Menunggu tiga puluh menit kemudian untuk memastikan suara adzan kali ini akan tetap terdengar, dan kita tetap memilih berdiam. Lelah sekali.

Berpikir:
Tentang mereka mengapa selalu memilih untuk bercerita yang realistis. Tentang mereka mengapa begitu hebat?

Mengenang:
Satu per satu aku lupa, padahal aku ingin selalu mengingat tentang mereka.

Kalau orang selalu bilang, "Jadilah diri sendiri!". Kali ini aku balik, "Cobalah jadi seperti orang lain!".

Sunday, April 17, 2011

17.00 WIB

Satu jam yang lalu, aku sudah bisa menyentuhnya kembali. Bau tubuhnya kembali merasuk hidungku untuk menjadi obat penenang penatku. Dia belum mandi sudah dua hari.

Walau sudah sore, tapi sengatan sinar matahari masih bisa dianggap berani. Tak jadi aku duduk-duduk di teras depan karena sinar matahari masih bertahta. Aku hanya bisa mengintip takut-takut dari punggung jendela. Ingin benar aku bermain-main di teras depan rumah. Tapi..

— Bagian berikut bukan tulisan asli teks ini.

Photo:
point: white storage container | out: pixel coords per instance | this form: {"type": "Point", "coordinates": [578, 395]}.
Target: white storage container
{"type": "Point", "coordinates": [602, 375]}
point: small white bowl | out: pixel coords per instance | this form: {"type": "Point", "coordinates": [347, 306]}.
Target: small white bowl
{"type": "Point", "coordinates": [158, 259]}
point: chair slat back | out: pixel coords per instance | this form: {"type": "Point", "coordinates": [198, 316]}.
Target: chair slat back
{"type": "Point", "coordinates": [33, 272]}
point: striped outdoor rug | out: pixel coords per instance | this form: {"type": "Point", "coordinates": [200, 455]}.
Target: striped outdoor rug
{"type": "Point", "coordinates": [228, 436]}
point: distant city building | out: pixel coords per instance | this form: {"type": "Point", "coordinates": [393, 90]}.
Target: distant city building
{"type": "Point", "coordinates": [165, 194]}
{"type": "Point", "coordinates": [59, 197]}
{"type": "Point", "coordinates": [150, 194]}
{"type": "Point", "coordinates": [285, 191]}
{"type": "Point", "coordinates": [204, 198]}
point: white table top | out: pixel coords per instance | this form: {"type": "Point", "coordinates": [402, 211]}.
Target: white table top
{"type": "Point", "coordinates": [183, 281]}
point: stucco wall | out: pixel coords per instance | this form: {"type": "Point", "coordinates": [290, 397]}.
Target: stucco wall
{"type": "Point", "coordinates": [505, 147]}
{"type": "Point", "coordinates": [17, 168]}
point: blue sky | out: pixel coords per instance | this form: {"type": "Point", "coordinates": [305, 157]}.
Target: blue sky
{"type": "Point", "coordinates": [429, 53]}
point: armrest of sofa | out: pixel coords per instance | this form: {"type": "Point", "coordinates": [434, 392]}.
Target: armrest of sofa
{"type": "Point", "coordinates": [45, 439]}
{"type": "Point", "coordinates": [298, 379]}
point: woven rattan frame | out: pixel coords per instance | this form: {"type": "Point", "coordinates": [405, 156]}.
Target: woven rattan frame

Ya, aku baru ingat sesuatu yang terlupakan sejenak. Sepertinya teras depan rumahku sudah tidak menyukaiku lagi. Dia sudah lebih senang didatangi sinar sang Raja daripada aku. Makanya akhir-akhir ini sang Raja betah berlama-lama bercanda bersama teras depan rumah. Aku cemburu. Jendela pun sudah malas menjadi tempat aku bersembunyi untuk memantau teras depan.



Semakin aku memikirkannya, semakin aku serba bersalah. Lebih baik aku ke kamar mandi saja sekarang.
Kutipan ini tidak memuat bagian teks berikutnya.